Figure 4. Smad4 suppresses colon cancer cell migration and MMP9 activity

HCT116 SMAD4+/+ pBabe and SMAD4−/− pBabe (A) as well as pBabe-TGFβRII-HA and pBabe-TGFβRII-HA cells (B) were grown to confluency and then a cell-free area was introduced using a sterile Q-tip. Cells were either mock-treated or treated with 20μM MEK kinase inhibitor (PD98059) 30 minutes prior to introduction of the cell scratch. The ability of the cells to migrate into the cell-free area was monitored over time. Images show representative examples of three independent experiments. C. SW620-pB and SW620-pBSMAD4 cells were cultured in serum-free medium for 36h. Conditioned medium was collected and concentrated by centrifugation. Equal protein-containing samples were analyzed by zymogram gel assays. The gelatinolytic activities of MMP2, pro-MMP9 and cleaved MMP9 were detected by coommassie blue staining as clear bands on the gel at molecular weights corresponding to 60kD, 97kD and 85kD, respectively.

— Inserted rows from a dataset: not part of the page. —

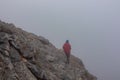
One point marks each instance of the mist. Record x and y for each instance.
(91, 26)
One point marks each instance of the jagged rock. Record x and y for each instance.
(26, 56)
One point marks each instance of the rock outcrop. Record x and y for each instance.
(26, 56)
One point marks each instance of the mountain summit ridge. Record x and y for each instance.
(26, 56)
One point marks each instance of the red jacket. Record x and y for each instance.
(67, 48)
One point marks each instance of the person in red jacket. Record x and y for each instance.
(67, 50)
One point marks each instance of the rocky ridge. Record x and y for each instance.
(26, 56)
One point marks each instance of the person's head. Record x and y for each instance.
(67, 41)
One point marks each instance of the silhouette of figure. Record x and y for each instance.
(67, 50)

Figure 5. SMAD4 deficiency correlates with increased GLUT1 levels and resistance to hypoxia-induced cell death and 5′-fluorouracil treatment

A-I. Loss of SMAD4 increases GLUT1 protein levels. Western blotting for detection of GLUT1 protein levels in protein lysates isolated from HCT116 SMAD4+/+ and SMAD4−/− grown under normoxic (21% O₂) or hypoxic (1% O₂) conditions for 24h. A-II. Lactate secretion from HCT116 SMAD4+/+ and SMAD4−/− cells growing under normoxic conditions. B. Smad4 physically interacts with HIF1α but not with HIF2α under hypoxic conditions. HCT116 SMAD4+/+ cells were transiently co-transfected with PRK5-SMAD4-Flag and pCDNA3-HIF1αAA vectors or PRK5-SMAD4-Flag and pCDNA3-HIF2αAA vectors, respectively, for 16h and cultured under hypoxic conditions for an additional 5h. Total cell lysates were immunoprecipitated with mouse IgG antibody (mock) or mouse anti-Flag antibody and immunoprecipitates were analyzed by Western blotting to detect either HIF1α or HIF2α. C. Representative examples of light microscopy images (C-I) and Western blotting for detection of the cleaved PARP (C-II) in HCT116 SMAD4+/+ and SMAD4−/− grown in normoxic (21% O₂) or hypoxic conditions (1% O₂). D. Representative examples of light microscopy images (D-I) and Western blotting for detection of the cleaved caspase-3 (Asp 175) (D-II) from total cell lysates of HCT116 SMAD4+/+ and SMAD4−/− cultures which were either treated with either mock (DMSO) or 5′-fluorouracil (5′-FU) (1μg/ml) for 72h.

Figure 6. SMAD4 inactivation promotes transition to malignancy in colon cancer

Transition of pre-malignant colon cancer cells to malignancy is blocked by functional Smad4 due to inhibition of transcription factors (TFs) such as the HIF1α or other molecular events that are activated downstream of oncogenic signaling pathways and cross-talking TGFβ signaling events involved in promoting malignant properties. The inactivation of Smad4 during colon cancer progression removes the block in transition from the pre-malignant to the malignant stage by allowing accumulation of factors such as GLUT1 and VEGF.